- Manga volume 1 cover

モンキーターン (Monkī Tān)
- Genre: Sports
- Written by: Katsutoshi Kawai
- Published by: Shogakukan
- Imprint: Shōnen Sunday Comics
- Magazine: Weekly Shōnen Sunday
- Original run: August 21, 1996 – January 1, 2005
- Volumes: 30

Monkey Turn / Monkey Turn V
- Directed by: Katsuhito Akiyama
- Written by: Atsuhiro Tomioka
- Music by: Daisuke Ikeda
- Studio: OLM
- Original network: TV Tokyo
- Original run: January 10, 2004 – December 18, 2004
- Episodes: 50

= Monkey Turn =

Japanese manga series by Katsutoshi Kawai and its anime adaptation

Monkey Turn (モンキーターン, Monkī Tān) is a Japanese manga series written and illustrated by Katsutoshi Kawai. It was serialized in Shogakukan magazine Weekly Shōnen Sunday from August 1996 to January 2005, with its chapters collected in 30 tankōbon volumes.
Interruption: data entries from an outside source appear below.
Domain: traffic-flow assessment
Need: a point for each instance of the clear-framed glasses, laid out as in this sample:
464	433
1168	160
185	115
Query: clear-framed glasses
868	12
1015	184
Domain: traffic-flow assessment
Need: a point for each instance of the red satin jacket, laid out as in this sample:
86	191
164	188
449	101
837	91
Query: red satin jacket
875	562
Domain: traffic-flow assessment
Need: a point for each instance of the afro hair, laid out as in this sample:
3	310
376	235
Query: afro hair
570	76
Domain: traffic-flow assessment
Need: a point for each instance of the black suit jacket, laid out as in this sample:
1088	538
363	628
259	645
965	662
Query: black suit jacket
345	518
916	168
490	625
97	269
The manga spawned two anime television series adaptations, Monkey Turn and Monkey Turn V, which were both produced by OLM and aired on TV Tokyo in 2004, totalling 50 episodes.

Monkey Turn won the 45th Shogakukan Manga Award in the shōnen category in 2000.

==Plot==
The series follows Kenji Hatano, a young man who sets out to master the world of kyōtei (hydroplane racing). Over the course of the series he develops a serious rivalry with fellow racer Hiro Doguchi.

==Characters==
- Kenji Hatano (波多野 憲二, Hatano Kenji)
Initially a high school student who was dreaming of being a professional baseball player, Hatano quits after losing a match against another school. His coach, who sees talent in Hatano, then introduces him to the world of motorboat racing. Hatano promises to become the top racer in Japan within three years. He realizes this feat by mastering the "monkey turn," a high-speed cornering technique used in boat racing.
- Takehiro Doguchi (洞口 雄大, Dōguchi Takehiro)
Hatano's principal rival. His style of racing is much reviled by other racers on the circuit.
- Sumi Ubukata (生方 澄, Ubukata Sumi)
Hatano's childhood friend and romantic interest. She is very supportive of Hatano and attends all of his races.

==Media==
===Manga===
Monkey Turn was written and illustrated by Katsutoshi Kawai. It was serialized in Shogakukan's Weekly Shōnen Sunday from August 21, 1996, to January 1, 2005. Shogakukan collected its chapters in thirteen tankōbon volumes, published from February 18, 1996, to February 18, 2005.

===Anime===
Monkey Turn was adapted into a 25-episode anime television series by OLM, Inc., which aired on TV Tokyo from January 10 to June 26, 2004. A second 25-episode season, titled Monkey Turn V, was broadcast from July 3 to December 18, 2004.

==Reception==
The manga series won the 45th Shogakukan Manga Award in the shōnen category in 2000.